Sitting here, waiting on my pants to dry so I can go to work, I had some thoughts about my life and my writing. I figured I would write them down here to save them.
If you have read this blog, you know that I have experienced some life altering events in the past few weeks. Events that have caused me to have to sit back and rethink my current state of mind. Before I go further on this, I want you to know that this is NOT going to be a rant post. In fact, it is going to be a positive post as will ALL of my posts from now on.
First and foremost, I have come to the conclusion that no matter what happens in my life, I have to keep pushing forward. Pushing forward with my life, with my career, with my writing. Especially with my writing. I have sat down to write while this was going on, and couldn't put one word on paper. The emotions and the feelings that were racing through my mind were blocking the very creativity that I needed to write...in fact, to live. I can't let this happen anymore.

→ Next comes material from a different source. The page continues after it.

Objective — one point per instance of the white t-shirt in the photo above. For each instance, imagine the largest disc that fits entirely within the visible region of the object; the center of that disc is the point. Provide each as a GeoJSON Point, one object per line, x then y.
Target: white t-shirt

I started writing some things a few days ago and actually got a few pages down. They were so dark and so violent that my wife said it scared her to know that those thoughts were in my head. Not the thoughts of ME doing any of this, but my character in that short piece. I tried to tell her that is was a story and it wasn't real, but she said she couldn't believe that I would have thought up what was on the paper. I got out a lot of emotions in that story and now I feel better about myself and my writing.
Another realization that I came to over the past few days is that God will not put anymore on me than I can handle. God said that, I believe that, and that settles that. Even though my chest felt like it was going to burst wide open, and I wanted to just crawl in a hole somewhere and die, God was with me and he led me through. I'm still not out of the woods as far as my situation, but dagnabbit (that's a Southern word, BTW), I'm going to make it through this trying time in my life. I'm going to make it through and I am going to be bigger and stronger and MUCH better for it.
Finally, I realized that my attitude was half of the battle. Moping around and letting this get the best of me...thinking I was a failure at life was getting me absolutely NOWHERE. I woke up and realized that a positive mental attitude is the best thing in this world. I can do anything I want to do. All I need is a positive mental attitude. I am sure to fail if I DON'T have it, so why not go with it?
That is what I am going to do from this moment on. I'm not going to complain, or whine, or moan if something bad happens anymore. I will give my problems to God and let him handle them and lead me in the direction that he wants me to go.
I WILL write...EVERY DAY! I WILL get better at this. I WILL do the things necessary to fulfill my dream of writing a novel. I will push on through to the end to get it done. I WILL sit and write, even if it is just gibberish. Even if it is writing the Preamble to the Constitution in my own words. I will write SOMETHING! I WILL create.
Pressing forward. That is the rule of the day. Not looking back and wondering "what if", but looking FORWARD and wondering "what if".